Monday, August 5, 2013

MLB Reads A-Rod the 2-1-1

Circa 1998: "Steroids? What are steroids?"

It's finally official at last, MLB has suspended Alex Rodriguez and 12 others for their involvement with Biogenesis of America. Those 12 others accepted a 50 game suspension. A-Rod, on the other hand, is expected to appeal the 211 games he was slapped with.

The suspensions take effect on August 8 giving time to file an appeal. It also means that A-Rod will get 49 regular season games this year and 162 next year as well as any post-season games. According to FOXSports' Ken Rosenthal, A-Rod got the big body slam because he was "using PEDs, including testosterone and HGH, over multiple years and obstructing and frustrating its investigation."

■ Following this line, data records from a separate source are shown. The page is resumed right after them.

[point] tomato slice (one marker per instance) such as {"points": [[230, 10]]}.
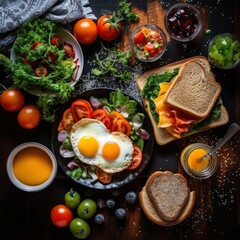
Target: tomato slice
{"points": [[102, 116], [136, 159], [68, 120], [122, 125], [103, 176], [69, 51], [81, 109]]}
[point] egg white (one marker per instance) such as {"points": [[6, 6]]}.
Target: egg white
{"points": [[97, 129]]}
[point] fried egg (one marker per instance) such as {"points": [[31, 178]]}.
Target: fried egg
{"points": [[93, 144]]}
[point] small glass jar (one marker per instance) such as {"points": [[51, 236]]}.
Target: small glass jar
{"points": [[195, 169]]}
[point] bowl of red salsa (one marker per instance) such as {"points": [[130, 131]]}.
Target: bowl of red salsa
{"points": [[183, 22], [148, 42]]}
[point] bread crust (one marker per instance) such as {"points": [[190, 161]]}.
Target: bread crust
{"points": [[149, 207], [162, 136], [168, 193]]}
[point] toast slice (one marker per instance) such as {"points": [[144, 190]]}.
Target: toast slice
{"points": [[162, 136], [153, 216], [168, 193], [191, 92]]}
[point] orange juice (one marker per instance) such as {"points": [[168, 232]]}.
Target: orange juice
{"points": [[32, 166], [193, 158]]}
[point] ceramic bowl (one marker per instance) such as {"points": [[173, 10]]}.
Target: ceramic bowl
{"points": [[31, 167], [183, 22], [148, 42]]}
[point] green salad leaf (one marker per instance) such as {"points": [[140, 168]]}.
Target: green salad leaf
{"points": [[33, 49]]}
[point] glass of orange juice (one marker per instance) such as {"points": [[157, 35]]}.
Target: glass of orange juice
{"points": [[193, 167]]}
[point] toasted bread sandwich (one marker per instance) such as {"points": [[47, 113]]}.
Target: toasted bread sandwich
{"points": [[182, 98], [166, 198]]}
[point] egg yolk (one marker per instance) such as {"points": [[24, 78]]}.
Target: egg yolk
{"points": [[193, 162], [88, 146], [111, 151]]}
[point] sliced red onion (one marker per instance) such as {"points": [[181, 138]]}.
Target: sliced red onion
{"points": [[62, 135], [66, 153], [71, 165], [143, 133], [96, 103]]}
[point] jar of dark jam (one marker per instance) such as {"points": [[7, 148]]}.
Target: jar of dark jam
{"points": [[183, 22]]}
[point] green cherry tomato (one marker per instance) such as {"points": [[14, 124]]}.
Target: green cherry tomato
{"points": [[79, 228], [87, 208], [72, 199]]}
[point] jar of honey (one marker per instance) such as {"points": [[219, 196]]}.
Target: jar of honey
{"points": [[193, 167]]}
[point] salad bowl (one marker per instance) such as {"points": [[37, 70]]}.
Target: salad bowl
{"points": [[67, 38]]}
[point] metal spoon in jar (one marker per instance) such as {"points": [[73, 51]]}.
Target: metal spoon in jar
{"points": [[233, 129]]}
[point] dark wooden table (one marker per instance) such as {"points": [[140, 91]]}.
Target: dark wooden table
{"points": [[216, 214]]}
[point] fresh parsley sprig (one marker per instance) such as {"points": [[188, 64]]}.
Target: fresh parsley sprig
{"points": [[125, 11]]}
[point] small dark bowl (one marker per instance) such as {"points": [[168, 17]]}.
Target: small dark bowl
{"points": [[183, 22]]}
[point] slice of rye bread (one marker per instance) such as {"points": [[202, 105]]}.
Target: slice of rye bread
{"points": [[168, 193], [191, 92], [162, 136], [153, 216]]}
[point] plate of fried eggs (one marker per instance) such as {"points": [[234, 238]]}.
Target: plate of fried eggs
{"points": [[96, 147]]}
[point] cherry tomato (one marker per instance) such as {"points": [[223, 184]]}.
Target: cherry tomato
{"points": [[41, 72], [61, 215], [69, 51], [123, 126], [12, 100], [68, 120], [81, 109], [114, 115], [72, 199], [103, 176], [85, 31], [57, 42], [29, 116], [102, 116], [109, 27], [80, 228], [136, 159]]}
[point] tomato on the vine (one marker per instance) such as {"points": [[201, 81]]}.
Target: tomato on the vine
{"points": [[12, 100], [61, 215], [136, 159], [109, 27], [85, 31], [29, 116]]}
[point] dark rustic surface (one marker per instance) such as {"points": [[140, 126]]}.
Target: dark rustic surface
{"points": [[216, 214]]}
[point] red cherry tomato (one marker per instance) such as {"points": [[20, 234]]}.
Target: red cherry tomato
{"points": [[29, 116], [136, 159], [85, 31], [81, 109], [103, 176], [61, 215], [109, 27], [41, 72], [68, 120], [122, 125], [12, 100], [102, 116]]}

Commissioner Bud Selig who dragged his feet so long his shoes wore out, released the following statement about all of the suspensions:
“Major League Baseball has worked diligently with the Players Association for more than a decade to make our Joint Drug Program the best in all of professional sports.  I am proud of the comprehensive nature of our efforts – not only with regard to random testing, groundbreaking blood testing for human Growth Hormone and one of the most significant longitudinal profiling programs in the world, but also our investigative capabilities, which proved vital to the Biogenesis case.  Upon learning that players were linked to the use of performance-enhancing drugs, we vigorously pursued evidence that linked those individuals to violations of our Program.  We conducted a thorough, aggressive investigation guided by facts so that we could justly enforce our rules.

“Despite the challenges this situation has created during a great season on the field, we pursued this matter because it was not only the right thing to do, but the only thing to do.  For weeks, I have noted the many players throughout the game who have strongly voiced their support on this issue, and I thank them for it.  I appreciate the unwavering support of our owners and club personnel, who share my ardent desire to address this situation appropriately.  I am also grateful to the Professional Baseball Athletic Trainers Society and our club physicians, who were instrumental in the banning of amphetamines and whose expertise remains invaluable to me.  As an institution, we have made unprecedented strides together.

“It is important to point out that 16,000 total urine and blood tests were conducted on players worldwide under MLB Drug Programs in 2012.  With the important additions of the HGH testing and longitudinal profiling this season, we are more confident than ever in the effectiveness of the testing program.  Those players who have violated the Program have created scrutiny for the vast majority of our players, who play the game the right way.

“This case resoundingly illustrates that the strength of our Program is not limited only to testing.  We continue to attack this issue on every front – from science and research, to education and awareness, to fact-finding and investigative skills.  Major League Baseball is proud of the enormous progress we have made, and we look forward to working with the players to make the penalties for violations of the Drug Program even more stringent and a stronger deterrent.

“As a social institution with enormous social responsibilities, Baseball must do everything it can to maintain integrity, fairness and a level playing field.  We are committed to working together with players to reiterate that performance-enhancing drugs will not be tolerated in our game.”
The "Dirty Dozen" that accepted a 50 game ban are Francisco Cervelli, Nelson Cruz, Jhonny Peralta, Everth Cabrera, Antonio Bastardo, Jordany Valdespin, Fernando Martinez, Jesus Montero, Cesar Puello, Sergio Escalona, Fautino De Los Santos, Jordan Norberto.